-
Notifications
You must be signed in to change notification settings - Fork 5
Closed
Labels
Description
Feature Description
Complete support for PostgreSQL JSON and JSONB operators in expression parsing. The tokenizer already recognizes these operators, but parser integration is needed to handle them in expressions.
SQL Standard
PostgreSQL-specific operators (not in SQL standard, though SQL:2016 added JSON support)
Current Status
From codebase analysis:
- ✅ Tokenizer: Already recognizes JSON operators (
->,->>,#>,#>>,@>,<@,?,?|,?&) - ❌ Parser: Limited or no expression support for JSON operators
- ❌ AST: May need JSON-specific expression nodes
Example SQL
Basic JSON Operators
-- JSON field access (returns JSON)
SELECT data -> 'name' FROM users;
SELECT data -> 'address' -> 'city' FROM users;
-- JSON field access (returns text)
SELECT data ->> 'email' FROM users;
SELECT data -> 'address' ->> 'zipcode' FROM users;
-- JSON path extraction (returns JSON)
SELECT data #> '{address,city}' FROM users;
-- JSON path extraction (returns text)
SELECT data #>> '{address,city}' FROM users;JSON Containment and Existence
-- Contains operator (does left contain right?)

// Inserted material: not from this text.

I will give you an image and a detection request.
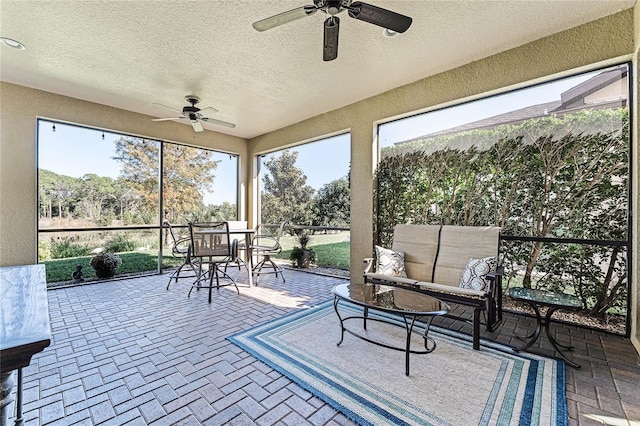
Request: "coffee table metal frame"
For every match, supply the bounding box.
[509,287,582,368]
[331,284,450,376]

SELECT * FROM products WHERE tags @> '["electronics", "sale"]';
SELECT * FROM users WHERE data @> '{"role": "admin"}';
-- Contained by operator (is left contained in right?)

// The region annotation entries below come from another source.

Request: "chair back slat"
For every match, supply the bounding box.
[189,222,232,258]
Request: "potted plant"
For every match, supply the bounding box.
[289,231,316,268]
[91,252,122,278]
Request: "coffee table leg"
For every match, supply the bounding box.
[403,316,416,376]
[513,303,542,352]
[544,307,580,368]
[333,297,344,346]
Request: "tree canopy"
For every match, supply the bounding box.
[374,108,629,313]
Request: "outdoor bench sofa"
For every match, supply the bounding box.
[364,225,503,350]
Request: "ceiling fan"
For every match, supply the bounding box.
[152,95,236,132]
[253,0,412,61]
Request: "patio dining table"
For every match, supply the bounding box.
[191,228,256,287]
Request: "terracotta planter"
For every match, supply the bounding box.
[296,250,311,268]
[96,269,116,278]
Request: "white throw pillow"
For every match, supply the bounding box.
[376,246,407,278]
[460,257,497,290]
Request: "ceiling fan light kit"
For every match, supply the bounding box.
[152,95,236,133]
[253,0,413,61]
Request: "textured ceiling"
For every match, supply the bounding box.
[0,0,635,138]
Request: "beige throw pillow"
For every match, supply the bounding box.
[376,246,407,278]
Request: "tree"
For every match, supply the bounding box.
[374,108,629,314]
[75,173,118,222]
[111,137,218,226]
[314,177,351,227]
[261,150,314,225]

SELECT * FROM settings WHERE config <@ '{"enabled": true, "debug": false}';
-- Key existence
SELECT * FROM users WHERE data ? 'email'; -- Does key exist?
SELECT * FROM users WHERE data ?| array['phone', 'mobile']; -- Any key exists?

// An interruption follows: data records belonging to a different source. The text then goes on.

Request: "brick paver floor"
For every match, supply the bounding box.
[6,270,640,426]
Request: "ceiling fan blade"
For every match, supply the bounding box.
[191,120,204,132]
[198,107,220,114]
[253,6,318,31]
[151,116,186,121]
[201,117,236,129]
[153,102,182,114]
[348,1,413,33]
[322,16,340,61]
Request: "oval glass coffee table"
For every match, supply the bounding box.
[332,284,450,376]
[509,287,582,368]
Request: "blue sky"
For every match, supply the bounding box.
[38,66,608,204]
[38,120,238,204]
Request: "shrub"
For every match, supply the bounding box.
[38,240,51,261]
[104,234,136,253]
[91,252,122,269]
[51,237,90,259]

SELECT * FROM users WHERE data ?& array['email', 'name']; -- All keys exist?Complex Expressions
-- JSON operators in WHERE clauses
SELECT * FROM orders
WHERE metadata ->> 'status' = 'shipped'
AND metadata -> 'shipping' ->> 'carrier' = 'USPS';
-- JSON operators in SELECT list
SELECT
id,
data ->> 'name' as name,
data -> 'address' ->> 'city' as city,
(data @> '{"verified": true}') as is_verified
FROM users;
-- JSON operators with functions
SELECT
id,
jsonb_array_length(data -> 'items') as item_count,
data #>> '{items,0,name}' as first_item_name
FROM orders;
-- Chained JSON operations
SELECT
data -> 'user' -> 'profile' ->> 'email' as email,
data #> '{user,settings,notifications}' as notification_prefs
FROM events;Advanced Use Cases
-- JSON in JOIN conditions
SELECT o.id, u.name
FROM orders o
JOIN users u ON o.data ->> 'user_id' = u.id::text;
-- JSON in aggregations
SELECT
data ->> 'category' as category,
COUNT(*) as count,
array_agg(data ->> 'name') as names
FROM products
WHERE data @> '{"in_stock": true}'
GROUP BY data ->> 'category';
-- JSON with CASE expressions
SELECT
id,
CASE
WHEN data @> '{"type": "premium"}' THEN 'Premium'
WHEN data ? 'discount' THEN 'Discounted'
ELSE 'Standard'
END as product_tier
FROM products;Implementation Notes
Parser Changes Required
-
Tokenizer (already complete):
- ✅ All JSON operators tokenized
- Token types:
TOKEN_ARROW,TOKEN_DOUBLE_ARROW,TOKEN_HASH_GT,TOKEN_HASH_DOUBLE_GT, etc.
-
AST Nodes (
pkg/sql/ast/):- Extend
BinaryExpressionto handle JSON operators - Or create specific
JSONAccessExpressionnode:Object Expression- the JSON/JSONB columnOperator string- the JSON operator (->, ->>, #>, etc.)Path Expression- the key/path (string, int, or array)
- May need
JSONContainmentExpressionfor @>, <@ - May need
JSONExistenceExpressionfor ?, ?|, ?&
- Extend
-
Parser Logic (
pkg/sql/parser/):- In
parseExpression()andparseBinaryExpression():- Recognize JSON operator tokens
- Handle operator precedence (JSON operators should be high precedence)
- Support chaining:
data -> 'user' -> 'profile' ->> 'email'
- In
parsePrimaryExpression():- Handle JSON path arrays:
'{address,city}' - Handle array literals for ?| and ?& operators
- Handle JSON path arrays:
- In
-
Operator Precedence:
- JSON access operators (
->,->>,#>,#>>) should be left-associative and high precedence - JSON containment/existence operators (
@>,<@,?,?|,?&) should be comparison-level precedence
- JSON access operators (
Testing Requirements
- Parse single-level JSON access (->)
- Parse chained JSON access (-> -> ->>)
- Parse JSON path access (#>, #>>)
- Parse JSON containment operators (@>, <@)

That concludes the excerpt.